Friday, December 7, 2018

Reflecting on My One Word

In a year of challenges and small triumphs, my one word, hope, journeyed with me. Sometimes, hope led me when I needed support. Other times hope lingered behind waiting for me to pause to notice new possibilities and routes to follow. Hope was there when I needed a listener and gave me the strength to wipe away tears. It brought me smiles and the confidence to forge ahead. 

Oftentimes, hope stayed in the background but there were many times it popped up to remind me of its commitment to guide me on my journey. I found hope in many places, in images, positive feelings, my grandbaby's smile, and small triumphs. Hope nudged me to stop worrying about what needed to be accomplished. It signaled me to relax in the presence of a new day but life has its way of causing interruptions and bringing uncertainties to the forefront. Meeting those challenges takes strength, faith, and hope.

This week, I leaned on my one word to accomplish what I needed to do. There were doctor, dentist, and physical therapy visits, and also yoga classes to de-stress. Autumn decorations needed to be replaced by Christmas items. It seemed as if there was hardly any time to pause. I needed time to relax, write, and reflect. The opportunity came after another trying visit to the dentist. 

As I walked outside, I noticed the pond across the street. It called me to stop by. Granted it was very cold outside and I had many errands to run but I knew I would regret not pausing to catch my breath and observe nature. It was when I made the decision to stop that I realized hope was leading me toward the pond. There was a mass of ducks huddling together, probably trying to keep warm. All was peaceful on the pond. The ripples were gentle. I felt calm and relaxed taking photos of the scene until an intruder came in honking and flapping his wings. I started thinking, "Isn't that what happens in life?" Distractors are all around. 

For several days, I have been thinking about the pond and the photos I took. Then at the beginning of yoga today the teacher asked the class to think about the sounds that may be distracting us. She added that it is up to us to put aside the distractors and focus. I know that I have been distracted by interruptions and to do lists. I have questioned my ability to persevere. I called upon hope to become my support and I wrote as a cathartic act.

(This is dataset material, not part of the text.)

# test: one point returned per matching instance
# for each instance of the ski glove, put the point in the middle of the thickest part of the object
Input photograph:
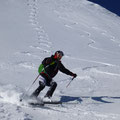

Hope continues to be present in my life as a gentle, supportive guide that exists in this world of challenges and triumphs. 




Life is fragile and uncertain but possibilities wait around the bend if we have faith


Tonight I join my writing friends at Irene Latham's blog for Spiritual Journey first Thursday. We are reflecting on how our spiritual journeys have been impacted and influenced by our one little word.